The Long Rewrite

Now that the first draft is complete, it’s time to go back through and do all sorts of rewriting and editing. I have a decent list of story subjects to be added and enhanced, characters to be deepened, technology to be researched. I am far from through.

I’ll give you an example. One of my rewrite items is to enhance a particular characteristic of one of my characters – essentially to make him a little less likable, a little more odious, if you will. Well, this particular character is a major one, and so it has taken quite a while to go through and ferret out these opportunities. After spending several hours, I’m still not complete with this one task. It’s enough to make the whole rewriting process a little overwhelming.

And as I continue to read outside of my novel, I continue to get inspiration from other areas, and think of still more items to add to the rewrite list. I’ve always said that art is about layers, and now I’m applying it on a broad scale.

Sure the whole book right now seems at the end of a far tunnel. But I’m still having a thrill creating it.

Chapter Two: Slugging it Out

I refuse to be stumped. Okay, that’s not true. I refuse to accept a prolonged state of stumpedness.

After I rewrote the first chapter, I got about halfway into the second chapter and was not at all satisfied with the interaction of my main characters. I mean, the characters as individuals were interesting, but they weren’t interacting in interesting enough ways with each other. Part of the problem is the scene that was stumping me was centered around a conversation in a bar — not inherently engaging. I pondered this for several days, trying several different tactics. I began to fear that I was going to have to re-arrange major parts of the plot and characters. (And hey, that might still happen.)

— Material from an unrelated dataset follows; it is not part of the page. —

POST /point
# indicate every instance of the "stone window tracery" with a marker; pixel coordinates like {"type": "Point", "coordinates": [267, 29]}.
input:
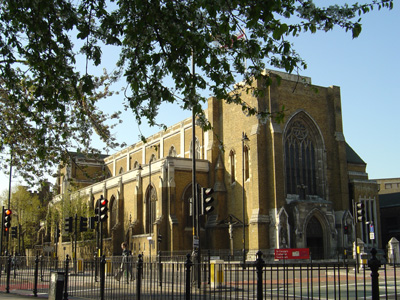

But eventually, I took a big sheet of butcher paper and taped it to the inside of a closet door. And I went to brainstorming. I was thinking that I needed to write standing up to solve the problem. I needed to see it on a big white space and feel free to sketch ideas wherever they occurred to me in a sort of spatial thinking space. I was right. I solved several problems with the scene, made a few of the characters much more interesting and seeded future interesting sub-plots. It was incredibly refreshing.